Ok, so I lied a little bit in yesterday’s post: We ended up driving back a night early.
It wasn’t an intentional lie, though. There was some weather moving in and we had such a great time camping that it was just as well to end on a high note!
(Side note: Tracker does not like to cooperate in family pictures.)
I’ll do some complete recaps later about our adventures and campfire cooking. The food actually turned out really, really well… But I am glad to be back in my kitchen now!
The stove is especially helpful, because Dan requested pancakes for his birthday breakfast.
What my baby wants, my baby gets.
Double Blueberry Pancakes
Adapted from my Fluffy, Strawberry-Stuffed Pancakes.
- 1 C unsweetened vanilla almond milk (or the milk of your choice)
- 1 T milled flax-seed + 3 T water (alternatively, one egg)
- 1 t vanilla
- 2 T sugar
- 1 C white whole-wheat flour
- 2 t baking powder
- 1 t baking soda
- 1/2 t salt
- 1/3 C dried blueberries
- 1/3 C fresh (or frozen) blueberries
- In a small bowl, combine the flax with water. Set aside.
- In a medium-sized mixing bowl, whisk together the sugar, flour, baking powder, baking soda and salt.
- In a small bowl, combine vanilla, milk and the flax-seed mixture.
- Pour half of the milk mixture to the flour mixture. Combine until milk is worked in. Add the rest of the milk and stir until everything is combined and there is no more dry flour. Fold in the dried blueberries.
- Heat a skillet to medium-high. If it isn’t non-stick, spray with greasing agent.
- Ladle ~1/3 C worth of batter onto the hot pan.
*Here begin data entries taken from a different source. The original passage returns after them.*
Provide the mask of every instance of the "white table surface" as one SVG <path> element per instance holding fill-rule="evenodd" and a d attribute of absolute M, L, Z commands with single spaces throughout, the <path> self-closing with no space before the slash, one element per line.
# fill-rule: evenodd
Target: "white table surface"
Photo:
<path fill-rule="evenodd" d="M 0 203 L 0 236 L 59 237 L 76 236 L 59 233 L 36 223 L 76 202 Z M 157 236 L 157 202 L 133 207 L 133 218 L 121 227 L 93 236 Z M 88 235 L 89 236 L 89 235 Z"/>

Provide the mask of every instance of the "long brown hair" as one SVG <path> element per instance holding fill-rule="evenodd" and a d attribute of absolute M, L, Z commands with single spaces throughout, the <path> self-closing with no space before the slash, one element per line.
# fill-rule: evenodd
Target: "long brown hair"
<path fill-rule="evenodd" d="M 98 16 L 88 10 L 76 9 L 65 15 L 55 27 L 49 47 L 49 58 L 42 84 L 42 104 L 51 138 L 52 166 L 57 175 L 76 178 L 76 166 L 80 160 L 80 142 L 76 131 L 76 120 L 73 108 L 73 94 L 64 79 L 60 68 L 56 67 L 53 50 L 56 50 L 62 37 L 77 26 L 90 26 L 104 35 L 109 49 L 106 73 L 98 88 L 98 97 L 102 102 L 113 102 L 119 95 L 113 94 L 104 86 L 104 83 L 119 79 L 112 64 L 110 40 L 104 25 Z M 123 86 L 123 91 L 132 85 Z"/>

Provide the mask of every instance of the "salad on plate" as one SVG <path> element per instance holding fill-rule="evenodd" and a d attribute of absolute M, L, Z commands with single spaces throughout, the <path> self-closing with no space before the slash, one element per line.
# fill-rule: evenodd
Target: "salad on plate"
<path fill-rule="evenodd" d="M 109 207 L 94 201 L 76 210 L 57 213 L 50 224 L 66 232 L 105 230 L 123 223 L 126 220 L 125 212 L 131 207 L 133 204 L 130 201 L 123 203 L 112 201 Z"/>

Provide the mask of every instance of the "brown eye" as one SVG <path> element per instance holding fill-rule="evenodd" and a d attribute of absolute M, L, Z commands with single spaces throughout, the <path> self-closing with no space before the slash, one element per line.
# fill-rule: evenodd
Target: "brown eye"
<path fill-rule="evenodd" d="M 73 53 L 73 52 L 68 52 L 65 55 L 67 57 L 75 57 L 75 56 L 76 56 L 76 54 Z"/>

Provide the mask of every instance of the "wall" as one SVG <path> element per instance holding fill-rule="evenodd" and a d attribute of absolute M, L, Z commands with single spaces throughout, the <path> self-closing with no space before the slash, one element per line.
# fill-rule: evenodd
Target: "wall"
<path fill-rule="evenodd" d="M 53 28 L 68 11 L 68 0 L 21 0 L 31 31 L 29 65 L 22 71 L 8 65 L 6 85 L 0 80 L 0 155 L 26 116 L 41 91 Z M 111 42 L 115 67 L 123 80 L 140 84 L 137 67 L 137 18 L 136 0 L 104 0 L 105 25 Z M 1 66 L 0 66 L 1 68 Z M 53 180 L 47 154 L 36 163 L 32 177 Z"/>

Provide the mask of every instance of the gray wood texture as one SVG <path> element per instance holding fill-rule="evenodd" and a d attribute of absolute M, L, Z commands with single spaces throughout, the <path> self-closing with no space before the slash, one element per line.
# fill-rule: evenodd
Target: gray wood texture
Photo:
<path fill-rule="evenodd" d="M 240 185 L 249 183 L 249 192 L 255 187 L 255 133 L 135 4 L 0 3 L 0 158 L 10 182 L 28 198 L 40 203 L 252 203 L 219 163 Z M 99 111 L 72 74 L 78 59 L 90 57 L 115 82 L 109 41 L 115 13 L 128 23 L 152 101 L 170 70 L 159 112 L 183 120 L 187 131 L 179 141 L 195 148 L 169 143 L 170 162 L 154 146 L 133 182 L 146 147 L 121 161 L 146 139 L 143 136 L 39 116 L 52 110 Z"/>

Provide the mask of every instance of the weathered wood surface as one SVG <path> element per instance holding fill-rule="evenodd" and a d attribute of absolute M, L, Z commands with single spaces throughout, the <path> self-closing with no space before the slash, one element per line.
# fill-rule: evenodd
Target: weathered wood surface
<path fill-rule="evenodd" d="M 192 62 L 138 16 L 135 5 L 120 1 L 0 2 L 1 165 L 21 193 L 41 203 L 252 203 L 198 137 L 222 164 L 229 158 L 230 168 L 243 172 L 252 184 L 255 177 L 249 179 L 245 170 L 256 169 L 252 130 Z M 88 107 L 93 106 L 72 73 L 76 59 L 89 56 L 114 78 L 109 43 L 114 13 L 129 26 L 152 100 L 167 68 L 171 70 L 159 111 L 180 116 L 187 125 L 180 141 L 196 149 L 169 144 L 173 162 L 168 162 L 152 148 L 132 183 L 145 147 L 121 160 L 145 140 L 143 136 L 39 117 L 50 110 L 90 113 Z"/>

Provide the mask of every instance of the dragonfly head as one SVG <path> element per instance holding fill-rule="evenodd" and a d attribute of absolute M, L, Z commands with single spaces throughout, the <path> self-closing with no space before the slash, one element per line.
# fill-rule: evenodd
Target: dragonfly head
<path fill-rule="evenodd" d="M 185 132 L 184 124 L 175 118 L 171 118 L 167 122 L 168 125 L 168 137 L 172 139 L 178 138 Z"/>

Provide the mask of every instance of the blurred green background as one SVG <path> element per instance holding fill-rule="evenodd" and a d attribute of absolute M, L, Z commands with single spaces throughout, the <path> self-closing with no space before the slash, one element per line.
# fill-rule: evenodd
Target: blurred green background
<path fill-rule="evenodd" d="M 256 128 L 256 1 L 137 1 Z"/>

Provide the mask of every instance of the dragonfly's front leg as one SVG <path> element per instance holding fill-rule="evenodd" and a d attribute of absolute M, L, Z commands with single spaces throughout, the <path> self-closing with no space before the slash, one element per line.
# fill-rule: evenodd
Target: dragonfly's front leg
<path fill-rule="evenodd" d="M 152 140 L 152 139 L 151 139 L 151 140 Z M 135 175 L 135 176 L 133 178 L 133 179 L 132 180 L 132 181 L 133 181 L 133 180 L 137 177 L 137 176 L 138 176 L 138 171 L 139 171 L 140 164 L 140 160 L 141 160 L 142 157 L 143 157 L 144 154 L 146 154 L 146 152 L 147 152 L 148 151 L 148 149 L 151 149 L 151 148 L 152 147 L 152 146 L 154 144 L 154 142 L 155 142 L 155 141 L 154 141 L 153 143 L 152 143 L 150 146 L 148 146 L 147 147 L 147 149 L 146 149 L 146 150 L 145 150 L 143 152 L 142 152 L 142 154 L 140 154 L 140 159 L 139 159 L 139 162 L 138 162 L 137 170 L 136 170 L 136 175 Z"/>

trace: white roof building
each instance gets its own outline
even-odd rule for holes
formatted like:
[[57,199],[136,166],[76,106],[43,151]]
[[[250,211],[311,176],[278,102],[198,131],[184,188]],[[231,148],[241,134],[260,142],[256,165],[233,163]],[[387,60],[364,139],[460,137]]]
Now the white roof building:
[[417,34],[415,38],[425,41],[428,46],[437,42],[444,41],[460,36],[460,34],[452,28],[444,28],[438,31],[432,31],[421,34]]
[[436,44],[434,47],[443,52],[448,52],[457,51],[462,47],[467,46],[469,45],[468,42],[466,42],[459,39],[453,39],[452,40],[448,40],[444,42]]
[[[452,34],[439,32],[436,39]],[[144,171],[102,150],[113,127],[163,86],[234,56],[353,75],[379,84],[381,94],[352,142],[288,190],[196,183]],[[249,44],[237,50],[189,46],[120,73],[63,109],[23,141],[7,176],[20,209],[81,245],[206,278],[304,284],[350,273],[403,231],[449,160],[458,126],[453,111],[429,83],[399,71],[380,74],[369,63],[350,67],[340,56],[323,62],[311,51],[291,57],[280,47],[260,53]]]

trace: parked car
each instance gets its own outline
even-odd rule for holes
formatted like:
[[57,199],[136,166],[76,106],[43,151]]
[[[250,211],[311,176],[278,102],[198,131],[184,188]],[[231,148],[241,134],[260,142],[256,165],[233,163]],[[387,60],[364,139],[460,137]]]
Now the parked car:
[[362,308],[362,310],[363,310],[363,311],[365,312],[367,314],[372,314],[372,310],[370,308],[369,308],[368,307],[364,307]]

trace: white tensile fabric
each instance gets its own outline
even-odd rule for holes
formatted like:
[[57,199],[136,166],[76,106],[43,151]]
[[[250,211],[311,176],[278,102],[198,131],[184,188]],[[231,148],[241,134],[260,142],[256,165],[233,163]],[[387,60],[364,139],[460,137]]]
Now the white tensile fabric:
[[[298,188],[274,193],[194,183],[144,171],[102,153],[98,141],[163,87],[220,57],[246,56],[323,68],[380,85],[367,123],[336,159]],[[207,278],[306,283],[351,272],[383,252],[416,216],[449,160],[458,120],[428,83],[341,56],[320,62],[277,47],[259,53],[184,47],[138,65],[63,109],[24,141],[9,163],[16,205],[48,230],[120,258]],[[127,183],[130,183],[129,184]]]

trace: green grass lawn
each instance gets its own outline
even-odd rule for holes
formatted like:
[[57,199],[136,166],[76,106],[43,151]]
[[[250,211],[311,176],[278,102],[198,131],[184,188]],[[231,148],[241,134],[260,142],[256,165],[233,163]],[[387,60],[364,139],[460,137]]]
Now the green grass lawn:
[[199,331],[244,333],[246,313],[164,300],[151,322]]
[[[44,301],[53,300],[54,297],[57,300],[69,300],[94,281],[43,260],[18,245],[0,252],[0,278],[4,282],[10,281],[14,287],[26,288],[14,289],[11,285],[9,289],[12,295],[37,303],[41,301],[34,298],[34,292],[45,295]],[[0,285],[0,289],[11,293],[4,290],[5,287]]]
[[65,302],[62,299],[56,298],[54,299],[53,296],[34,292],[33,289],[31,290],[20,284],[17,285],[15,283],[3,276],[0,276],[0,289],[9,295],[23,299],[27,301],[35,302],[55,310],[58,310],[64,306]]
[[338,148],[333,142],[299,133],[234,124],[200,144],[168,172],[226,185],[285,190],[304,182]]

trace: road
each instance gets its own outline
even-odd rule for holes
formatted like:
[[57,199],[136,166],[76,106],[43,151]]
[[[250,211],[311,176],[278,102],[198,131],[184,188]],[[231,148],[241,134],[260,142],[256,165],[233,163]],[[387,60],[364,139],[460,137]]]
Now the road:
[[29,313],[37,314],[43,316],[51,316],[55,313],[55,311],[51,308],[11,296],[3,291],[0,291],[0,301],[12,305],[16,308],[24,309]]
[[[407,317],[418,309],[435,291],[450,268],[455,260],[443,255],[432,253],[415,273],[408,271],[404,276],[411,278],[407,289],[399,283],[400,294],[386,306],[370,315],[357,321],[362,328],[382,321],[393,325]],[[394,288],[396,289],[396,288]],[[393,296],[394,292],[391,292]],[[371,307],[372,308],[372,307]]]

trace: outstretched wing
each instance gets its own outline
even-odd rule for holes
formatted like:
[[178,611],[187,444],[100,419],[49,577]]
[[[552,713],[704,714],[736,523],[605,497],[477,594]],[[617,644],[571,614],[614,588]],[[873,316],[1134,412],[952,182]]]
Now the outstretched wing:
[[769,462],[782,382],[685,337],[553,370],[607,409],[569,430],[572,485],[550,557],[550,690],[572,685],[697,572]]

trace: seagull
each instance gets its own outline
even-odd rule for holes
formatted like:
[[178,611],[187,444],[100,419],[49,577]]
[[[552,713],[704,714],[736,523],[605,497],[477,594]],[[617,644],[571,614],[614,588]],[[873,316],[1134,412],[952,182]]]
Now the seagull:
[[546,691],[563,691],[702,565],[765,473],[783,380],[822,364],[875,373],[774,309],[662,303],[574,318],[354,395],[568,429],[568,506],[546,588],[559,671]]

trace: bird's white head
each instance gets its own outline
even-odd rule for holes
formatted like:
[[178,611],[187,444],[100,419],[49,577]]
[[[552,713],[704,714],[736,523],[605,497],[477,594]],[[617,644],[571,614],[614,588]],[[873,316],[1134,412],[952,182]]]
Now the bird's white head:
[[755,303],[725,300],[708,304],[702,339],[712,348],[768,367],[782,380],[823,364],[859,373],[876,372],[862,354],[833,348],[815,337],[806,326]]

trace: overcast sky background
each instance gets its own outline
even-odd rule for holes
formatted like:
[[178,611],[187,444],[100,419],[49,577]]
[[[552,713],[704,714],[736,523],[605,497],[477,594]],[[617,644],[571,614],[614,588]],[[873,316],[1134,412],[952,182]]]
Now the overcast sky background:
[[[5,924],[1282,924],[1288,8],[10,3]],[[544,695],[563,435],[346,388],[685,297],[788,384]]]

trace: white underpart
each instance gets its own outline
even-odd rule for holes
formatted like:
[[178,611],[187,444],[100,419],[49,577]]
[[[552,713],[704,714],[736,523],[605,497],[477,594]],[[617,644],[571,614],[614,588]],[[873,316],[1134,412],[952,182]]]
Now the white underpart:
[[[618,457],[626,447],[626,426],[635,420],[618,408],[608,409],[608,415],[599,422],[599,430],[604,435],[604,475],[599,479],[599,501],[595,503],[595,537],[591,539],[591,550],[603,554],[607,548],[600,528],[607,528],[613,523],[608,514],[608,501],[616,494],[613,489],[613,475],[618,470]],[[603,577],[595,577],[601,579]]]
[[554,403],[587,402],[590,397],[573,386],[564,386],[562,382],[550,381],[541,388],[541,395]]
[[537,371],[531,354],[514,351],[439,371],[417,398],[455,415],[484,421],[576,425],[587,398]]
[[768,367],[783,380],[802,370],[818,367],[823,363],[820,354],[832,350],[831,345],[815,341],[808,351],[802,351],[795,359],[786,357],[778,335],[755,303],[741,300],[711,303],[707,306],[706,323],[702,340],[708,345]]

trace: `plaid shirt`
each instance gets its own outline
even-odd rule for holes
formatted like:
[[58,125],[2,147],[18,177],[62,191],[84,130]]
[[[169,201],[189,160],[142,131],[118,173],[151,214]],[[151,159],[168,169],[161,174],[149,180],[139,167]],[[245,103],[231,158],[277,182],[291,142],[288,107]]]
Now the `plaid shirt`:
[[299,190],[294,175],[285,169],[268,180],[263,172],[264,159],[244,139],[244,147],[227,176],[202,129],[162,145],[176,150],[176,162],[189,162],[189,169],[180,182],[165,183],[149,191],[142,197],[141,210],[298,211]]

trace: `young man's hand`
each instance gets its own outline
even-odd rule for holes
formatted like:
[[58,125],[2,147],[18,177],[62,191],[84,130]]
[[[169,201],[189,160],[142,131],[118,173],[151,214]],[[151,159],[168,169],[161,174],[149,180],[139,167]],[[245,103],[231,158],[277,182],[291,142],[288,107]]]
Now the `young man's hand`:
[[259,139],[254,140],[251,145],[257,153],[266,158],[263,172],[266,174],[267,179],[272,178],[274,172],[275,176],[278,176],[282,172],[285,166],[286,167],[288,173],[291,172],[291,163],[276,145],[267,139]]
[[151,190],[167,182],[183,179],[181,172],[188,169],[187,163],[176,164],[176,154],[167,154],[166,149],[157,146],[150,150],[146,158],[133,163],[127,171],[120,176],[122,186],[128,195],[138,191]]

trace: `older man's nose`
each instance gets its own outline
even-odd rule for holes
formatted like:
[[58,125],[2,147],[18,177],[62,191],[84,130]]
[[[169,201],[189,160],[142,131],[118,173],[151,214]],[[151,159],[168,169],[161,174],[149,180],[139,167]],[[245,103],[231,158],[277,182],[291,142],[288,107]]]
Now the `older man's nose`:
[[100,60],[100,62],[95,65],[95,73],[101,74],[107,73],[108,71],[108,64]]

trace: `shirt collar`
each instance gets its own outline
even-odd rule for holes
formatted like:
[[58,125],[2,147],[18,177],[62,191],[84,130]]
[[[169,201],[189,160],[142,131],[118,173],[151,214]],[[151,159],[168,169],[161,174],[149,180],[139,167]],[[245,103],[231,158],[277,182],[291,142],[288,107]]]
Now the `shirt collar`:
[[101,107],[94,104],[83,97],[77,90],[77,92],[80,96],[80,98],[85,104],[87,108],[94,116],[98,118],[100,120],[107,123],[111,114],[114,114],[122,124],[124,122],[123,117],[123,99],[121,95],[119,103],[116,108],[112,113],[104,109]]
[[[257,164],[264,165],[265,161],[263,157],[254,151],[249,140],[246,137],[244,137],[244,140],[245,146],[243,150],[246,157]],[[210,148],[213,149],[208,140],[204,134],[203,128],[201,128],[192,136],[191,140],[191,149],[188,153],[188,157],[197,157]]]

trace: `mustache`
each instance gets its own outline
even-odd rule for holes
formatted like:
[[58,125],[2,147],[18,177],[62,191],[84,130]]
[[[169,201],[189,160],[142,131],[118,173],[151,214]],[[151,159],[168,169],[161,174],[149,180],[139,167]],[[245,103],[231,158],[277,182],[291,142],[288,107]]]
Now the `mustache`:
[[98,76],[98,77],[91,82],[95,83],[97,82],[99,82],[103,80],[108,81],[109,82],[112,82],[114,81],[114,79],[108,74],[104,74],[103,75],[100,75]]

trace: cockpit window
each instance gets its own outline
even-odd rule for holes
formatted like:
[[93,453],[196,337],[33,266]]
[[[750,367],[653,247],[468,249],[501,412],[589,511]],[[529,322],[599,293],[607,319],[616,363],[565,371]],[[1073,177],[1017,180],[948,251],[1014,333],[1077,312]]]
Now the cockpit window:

Sprinkle a few fresh blueberries on top. Allow to cook until the edges begin to look dry and a spatula can easily run around the pancake’s edge. Flip over and allow to cook for another two or three minutes, until slightly firmed to the touch. Note: Avoid flipping the pancake multiple times!
- Repeat with remaining batter. This makes 6-10 medium-large pancakes.
With the pancakes fresh off the griddle, we moved outside for some al fresco dining. It was a little chilly, but nothing that hot coffee couldn’t help me handle.
For my ‘cakes, I channeled a peanut butter and jelly sandwich by adding crunchy peanut butter on top.
A splash of pure maple syrup rounded it out!
Although the pancakes were delicious, the best part of the morning was making Dan happy. (Cue, “Awwww!”)
For me, any day that starts with pancakes is automatically awesome. Remarkably, the day continued to get better as we drove out to Dan’s parents house for a wonderful birthday dinner, some great company and slices of delicious German’s chocolate cake.
That’s what’s so awesome about birthdays: It doesn’t even have to be your day to have a great time!
Questions: What season is your birthday in? What do you think is the best time of year to have birthdays?
I love my fall birthday! I used to feel bad for friends’ who had birthdays during summer or winter breaks, because they never got to celebrate in school. Now I envy them!